So yeah, if you’re quick on the newsfeed you’ll noticed that I pulled this post from yesterday, which was very different than this repost.
I received an email from an affiliate asking me to write about an issue they were having with a merchant getting deactivated at a network, and the merchant owed the affiliates a few months of commissions. There was no communication about what happened, why it happened, and if theres anything being done about it.
This has always been an area of interest to me, so I picked it up and wrote.
Unfortunately, it came off looking like a bitch post, which was not my intention. I don’t want to drag anyone through the mud based on second-hand information.
With apologies to the person who asked me to write about the subject, I have pulled it, slept on it, and decided to fill the void with something a bit different.

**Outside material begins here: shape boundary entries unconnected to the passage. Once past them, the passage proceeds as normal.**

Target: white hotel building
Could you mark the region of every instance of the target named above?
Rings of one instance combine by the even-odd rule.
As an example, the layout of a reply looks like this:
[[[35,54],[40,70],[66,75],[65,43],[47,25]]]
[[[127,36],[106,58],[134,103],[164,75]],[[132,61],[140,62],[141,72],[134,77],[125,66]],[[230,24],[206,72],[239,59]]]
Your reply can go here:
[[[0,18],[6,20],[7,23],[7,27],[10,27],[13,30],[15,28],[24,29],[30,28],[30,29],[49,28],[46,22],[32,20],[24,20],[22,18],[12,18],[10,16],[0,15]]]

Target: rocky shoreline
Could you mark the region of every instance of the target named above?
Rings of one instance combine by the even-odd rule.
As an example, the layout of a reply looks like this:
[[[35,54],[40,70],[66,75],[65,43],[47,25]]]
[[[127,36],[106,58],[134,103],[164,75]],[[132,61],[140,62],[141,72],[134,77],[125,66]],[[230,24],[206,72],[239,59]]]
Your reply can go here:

I’ve removed the comments identifying the merchant and network. I don’t want this to be a place to air a grievance, however valid it may be.
My intention was to use this example as a discussion point for a broader topic, which is what is a network’s role in the Affiliate-Merchant relationship. For now, I’ll ask a bunch of questions.
Who owns the relationship? When a relationship is formed between an affiliate and a merchant, who is responsible for that relationship?
Is the merchant entitled to have that affiliate’s contact information?
When one party acts badly, should the network identify, intervene, and remove that party from the relationship? Should the network be responsible for the actions of the member of their network?
Who is responsible for communicating merchant standing and status? For example, if a merchant has been deactivated due to non-payment, what sort of communication should be issued by the network? Does the network owe the affiliates an explanation as to what is going on and what’s being done to resolve the situation? Or is that up to the merchant alone?
Should a network allow a merchant to get in a situation where money is owed to affiliates but the network doesn’t have the money? Should the network bear some of this risk?
What is the network’s role?
Are the networks like credit card companies? Enabling business and transactions between parties, and when something goes wrong they take responsibility and protect the consumer.
Or are the networks like the telephone company? You can conduct business through their lines, but they have no responsibility for what goes on there.
There’s nothing wrong with either role. Whether you’re dealing with a credit card company or the phone company, you get what you expect.
I don’t blame the phone company for telemarketing because I don’t have any expectations that they are responsible for that. Even though the phone company makes money from the telemarketers.
When expectations of what the role is doesn’t match reality, that’s when problems arise. And worse, if the networks can pick and choose the role they want to play depending on the situation, that results in a bad experience for everyone involved.
How can they justify owning the affiliate relationship when it comes to contact information, but not when it comes to money? Shouldn’t it be one or the other?
Whatever the role is, it should be made perfectly clear.
Let’s use the example that prompted this post in the first place. Somehow a merchant was deactivated from a network and it seems that affiliates may be out of commissions. What makes a bad situation worse is that there’s probably no information available about what happened. This has played out in every affiliate network time and time again.
An affiliate’s expectation may be this:
The Affiliate network has an escrow in place so that any amount of money owed to affiliates is always exceeded by the amount of money in an escrow account. If a merchant goes belly-up or otherwise stops their program or paying into the program, at the very least it’ll be deactivated quickly before any debt in commissions accumulates. And since the network has skin in the game too, they’ll do everything they can to ensure that the merchant pays what they owe.
The network’s perspective is closer to this:
We’ll do everything we can to ensure that affiliates are made whole on commissions they’re owed, and to ensure that a merchant doesn’t default on any commissions owed. This may include holding money in escrow. This is not practical in all cases and we must make concessions for larger, more credit-worthy merchants where there is a low risk that they’ll default on any commission payments. 99.99% of the time, this all works great. Usually, everything runs smoothly and merchants pay everything they owe. But sometimes, things go bad and we and affiliates are out of commissions. We try to minimize this risk, but when it comes down to it there’s little recourse we have when it happens, we’re not responsible for any fees owed to affiliates. We may go after the merchant for our fees. The affiliate is on their own.
How do these differing expectations come about? The former is sunny-day, best case scenario, PR speak. It’s how the people at the networks hope things will work, and for the most part it does. The latter is closer to the hard truth and exists only in legalese in terms and conditions.
We’ve been operating for years with this reality. Somehow we are surprised every time things go badly.
I don’t expect the networks to all of a sudden take on the burden of bad business like credit card companies do.
I do challenge the people at the networks to pick a role, be clear about it, and stick to it.